En la cuarta estrofa, declara algo muy importante, los que se salvan no son los muy buenos, los santitos juiciosos de la foto, sino los que tienen sed de Salvación.  Los que lo buscan, esos son los que siempre tienen un canto en los labios y saben pronunciar las Cuatro Hermosas palabras: “Grande es el Señor”. Ellos forman un corro de dicha y júbilo. ¿En qué consiste esta Grandeza de Dios? En que Él no interpone אָחַר "tardanza", Él es pronto en atender nuestras súplicas. (Lento -en cambio- para airarse en contra nuestra).

 

El verso antifonal conecta excelentemente con la primera Lectura. Se refiere al encargo que nos dejó el Señor, que le pone cimientos a nuestra fe: la tarea de proclamar la muerte del Señor, hasta que Él vuelva. Nuestra vida debe traducir, del arameo, una constante: Maran Atha.

 

Lc 7, 1-10



Pasó el Sermón del Valle, que nos ocupó el viernes y el sábado de la semana anterior; hoy, Jesús entra en Cafarnaúm, de la que, recientemente decíamos era como la base de operaciones de Jesús.

 

Un centurión, que tenía un criado a quien apreciaba mucho, viene a Jesús para implorarle por la salud de su criado (su esclavo). Al ser un “gentil”, recurre al Señor por interpuestas personas. Eleva su ruego por medio de la intercesión de unos ancianos judíos.  Este centurión se había ganado la estima de los judíos porque les había hecho adecuar un lugar para sus reuniones cultuales, una sinagoga.

 

Jesús salió para allá, pero, cuando ya estaba cercanos, el centurión le envió otra delegación para decirle que se avergonzaba de su atrevimiento al pedirle que lo visitara.

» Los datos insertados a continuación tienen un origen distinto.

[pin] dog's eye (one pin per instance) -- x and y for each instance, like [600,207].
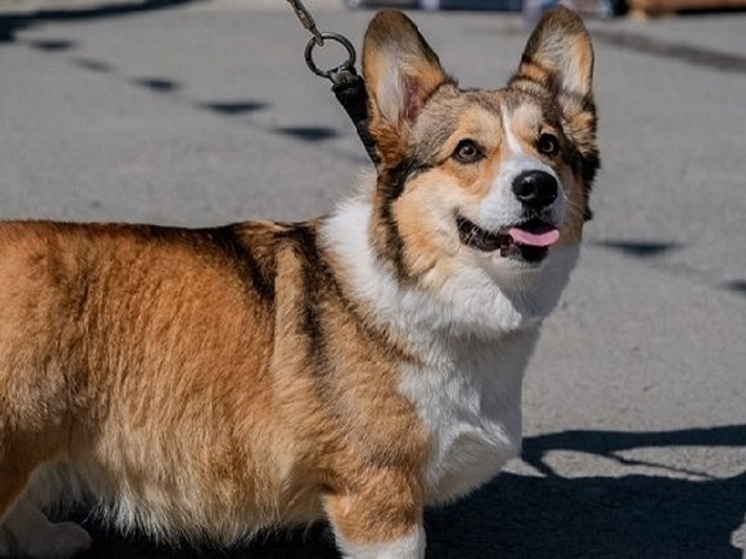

Muy seguramente el Centurión, que había tratado con ellos, recordó que pedirle a un judío que entrara en casa de un pagano, lo condenaba a la “impureza ritual”.

 

No es que la fe del centurión se hubiera debilitado, al contrario, a pesar de estarle pidiendo más allá de lo que el judaísmo permitía, para no forzarlo a caer en esa situación que lo impurificaba, le pide que “lo sane a distancia”: Y lo hace con una comparación. Así como él tiene la autoridad que le concede el Emperador de mandar a lo lejos órdenes a sus subalternos, y ellos tienen que acatarlo, pese a esa distancia; así Jesús, con el Poder Celestial, que lo llena de “autoridad” puede pronunciar la “Palabra de Sanación” y, de inmediato, la enfermedad sería expulsada.

 

Este era, insistimos, un “gentil” y, a Jesús le asombra que entre los gentiles haya fe, y una fe mayor que la que florecía en Israel. Israel, era el pueblo elegido, pero este relato lo que nos muestra es que esa elección, no hacía más férrea la fe de este pueblo, sino que, por el contrario, a veces llegaron a mostrar una fe más débil, una fe enclenque.

 

Así las cosas, esta perícopa enfoca ya que, el cristianismo no sería un monopolio racial, o cultural, o político, o económico, de cierta gente, sino que sería una fe “católica”, es decir, abierta a todos los que tengan fe. Esta catolicidad se fue descubriendo paulatinamente y, a algunos -en especial a los judaizantes- les costó muchísimo aceptarla. Al volver a la casa, el Poder de Jesús, ya había llegado, y el esclavo estaba completamente sano.


 

Aquí encontramos la raíz histórica de esa frase que nosotros pronunciamos al acercarnos a recibir el Pan y el Vino Consagrados: “Señor, no soy digno de que entres en mi casa; pero una Palabra tuya bastará para sanar”. ¡Fue lo que dijo el Centurión!